Ota-piapia is a vernacular (Igbo) of eastern Nigeria origin and a household name for insecticide/ rodenticide/pesticide, which literally translates into “that which completely consumes/devours”, according to Umar Musa, Stephen S. Hati, Abdullahi Mustapha, and Garba Magaji in their study.

The researchers found that local pesticide makers emphasized the potency of their pesticides by the word “Ota-piapia” indicating that such products will completely take care of our little pest problem.

Its acceptance and widespread proliferation in Nigeria have been due solely to its cheap production, efficacy, accessibility, and affordability.

Dying off

According to conservationists, six out of eight African vulture species are projected to decline by at least 80 percent over three generations (56 years), qualifying them as Critically Endangered.
Now vultures are no longer available in Nigeria and Nigerians are going out to import vultures into the country to continue with their medicine findings show.

Weak law

Vultures are classified as endangered species in Nigeria, we are trying to push the conservation of the endangered species list and have canvassed that vultures should be listed on appendix one, it should not be traded at all, said Onoja.

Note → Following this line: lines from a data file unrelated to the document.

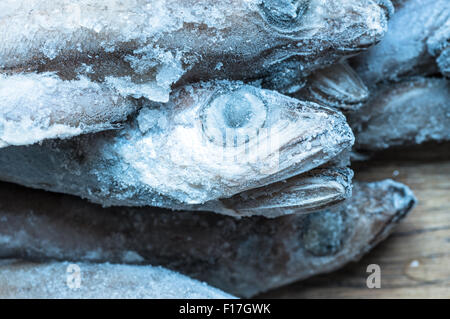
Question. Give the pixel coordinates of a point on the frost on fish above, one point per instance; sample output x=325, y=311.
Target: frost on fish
x=31, y=280
x=405, y=50
x=336, y=86
x=213, y=140
x=34, y=107
x=439, y=47
x=305, y=193
x=141, y=47
x=410, y=112
x=241, y=256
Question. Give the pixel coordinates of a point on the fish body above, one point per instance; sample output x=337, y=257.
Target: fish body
x=141, y=48
x=35, y=107
x=411, y=112
x=241, y=256
x=408, y=49
x=63, y=280
x=212, y=141
x=337, y=86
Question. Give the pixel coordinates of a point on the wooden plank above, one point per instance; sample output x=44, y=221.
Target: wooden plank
x=415, y=259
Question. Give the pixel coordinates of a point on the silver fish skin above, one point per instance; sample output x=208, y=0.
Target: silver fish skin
x=405, y=113
x=213, y=140
x=337, y=86
x=306, y=193
x=34, y=107
x=31, y=280
x=241, y=256
x=405, y=50
x=439, y=47
x=143, y=47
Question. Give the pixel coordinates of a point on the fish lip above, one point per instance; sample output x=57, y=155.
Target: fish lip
x=387, y=7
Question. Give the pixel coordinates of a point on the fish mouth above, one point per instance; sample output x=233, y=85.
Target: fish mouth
x=387, y=7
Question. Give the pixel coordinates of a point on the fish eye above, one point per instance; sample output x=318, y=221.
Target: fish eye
x=234, y=117
x=284, y=15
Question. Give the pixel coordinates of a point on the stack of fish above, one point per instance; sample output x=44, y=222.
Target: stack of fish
x=150, y=120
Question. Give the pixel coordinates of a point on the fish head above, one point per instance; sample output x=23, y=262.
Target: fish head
x=322, y=27
x=224, y=138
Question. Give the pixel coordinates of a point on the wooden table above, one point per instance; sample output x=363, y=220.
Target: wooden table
x=415, y=259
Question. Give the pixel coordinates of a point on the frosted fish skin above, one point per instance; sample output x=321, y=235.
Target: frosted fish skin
x=405, y=113
x=174, y=154
x=408, y=47
x=242, y=256
x=337, y=86
x=309, y=192
x=143, y=47
x=31, y=280
x=34, y=107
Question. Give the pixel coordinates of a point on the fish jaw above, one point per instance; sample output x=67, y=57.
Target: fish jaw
x=200, y=159
x=302, y=194
x=406, y=113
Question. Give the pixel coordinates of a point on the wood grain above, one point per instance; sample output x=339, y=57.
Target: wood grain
x=415, y=259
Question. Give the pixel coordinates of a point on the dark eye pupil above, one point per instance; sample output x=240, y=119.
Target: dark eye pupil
x=284, y=14
x=236, y=115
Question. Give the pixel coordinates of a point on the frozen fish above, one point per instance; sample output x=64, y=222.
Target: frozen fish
x=336, y=86
x=213, y=140
x=34, y=107
x=28, y=280
x=405, y=113
x=305, y=193
x=242, y=256
x=416, y=32
x=142, y=47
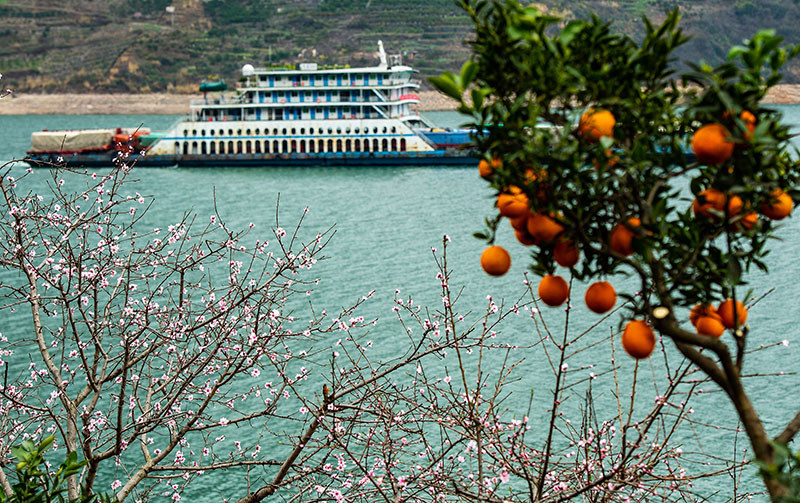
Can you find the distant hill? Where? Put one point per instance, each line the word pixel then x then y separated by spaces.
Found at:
pixel 138 46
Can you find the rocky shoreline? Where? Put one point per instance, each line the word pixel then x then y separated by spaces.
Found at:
pixel 178 104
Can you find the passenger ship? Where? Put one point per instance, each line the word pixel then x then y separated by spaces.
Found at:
pixel 304 115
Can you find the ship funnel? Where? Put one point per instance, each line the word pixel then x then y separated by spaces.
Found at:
pixel 382 54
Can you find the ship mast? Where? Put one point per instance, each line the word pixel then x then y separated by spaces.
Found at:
pixel 382 54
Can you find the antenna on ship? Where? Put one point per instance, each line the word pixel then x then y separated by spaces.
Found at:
pixel 382 54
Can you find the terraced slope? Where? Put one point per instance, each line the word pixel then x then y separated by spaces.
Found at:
pixel 137 46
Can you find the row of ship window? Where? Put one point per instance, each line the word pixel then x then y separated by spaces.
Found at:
pixel 293 131
pixel 289 146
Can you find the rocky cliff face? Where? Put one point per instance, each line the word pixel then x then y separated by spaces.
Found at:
pixel 141 46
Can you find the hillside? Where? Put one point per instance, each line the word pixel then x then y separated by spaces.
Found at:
pixel 137 46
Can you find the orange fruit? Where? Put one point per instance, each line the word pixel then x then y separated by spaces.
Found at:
pixel 622 238
pixel 638 339
pixel 779 207
pixel 600 297
pixel 543 228
pixel 495 260
pixel 711 199
pixel 486 168
pixel 749 122
pixel 701 310
pixel 595 124
pixel 710 144
pixel 565 253
pixel 710 325
pixel 553 290
pixel 748 220
pixel 725 310
pixel 514 203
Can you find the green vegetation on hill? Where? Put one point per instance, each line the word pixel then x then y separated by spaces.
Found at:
pixel 137 46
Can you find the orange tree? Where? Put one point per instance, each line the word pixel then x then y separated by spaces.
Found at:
pixel 608 177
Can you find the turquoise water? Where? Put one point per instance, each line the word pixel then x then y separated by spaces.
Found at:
pixel 388 219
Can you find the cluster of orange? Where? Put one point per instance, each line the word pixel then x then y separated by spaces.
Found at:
pixel 712 321
pixel 540 228
pixel 711 145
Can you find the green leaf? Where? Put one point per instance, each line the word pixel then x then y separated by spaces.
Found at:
pixel 468 73
pixel 446 84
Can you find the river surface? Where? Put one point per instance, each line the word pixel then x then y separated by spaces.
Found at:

The Federal Government in 1985, promulgated the Endangered Species (Control of International Trade and Traffic Act, to provide for the conservation and management of Nigeria’s wildlife and the protection of some of her endangered species in danger of extinction as a result of over‐exploitation, as required under certain international treaties to which Nigeria is a signatory.

The law prohibits the hunting or capture of or trade-in, the animal species threatened with extinction and those though not necessarily now threatened with extinction, may become so threatened unless trade in respect of such species is controlled) except where he is in possession of a license issued under this Act.

While the law did not forbid hunting and trading of them locally, it places a ban on exports. This gap has fueled the consumption of animal species threatened with extinction.

Conservation experts say the law has constrained the effort of the National Environmental Standards and Regulations Enforcement Agency (NESREA), the government agency charged with protecting wildlife.

“NESREA that was supposed to be the one to enforce the law have not really strong on doing it because the domestic part. The traded is banded only international trade while they are handling it domestically

Conservation groups are mounting campaigns to pressure the Federal government to amend the law and adding an addendum that expressly forbids the hunting and sale of vultures locally.

Given the important role of vultures in limiting outbreaks of zoonotic diseases, such as rabies, their eradication due to trade in West and Central has important implications for human health.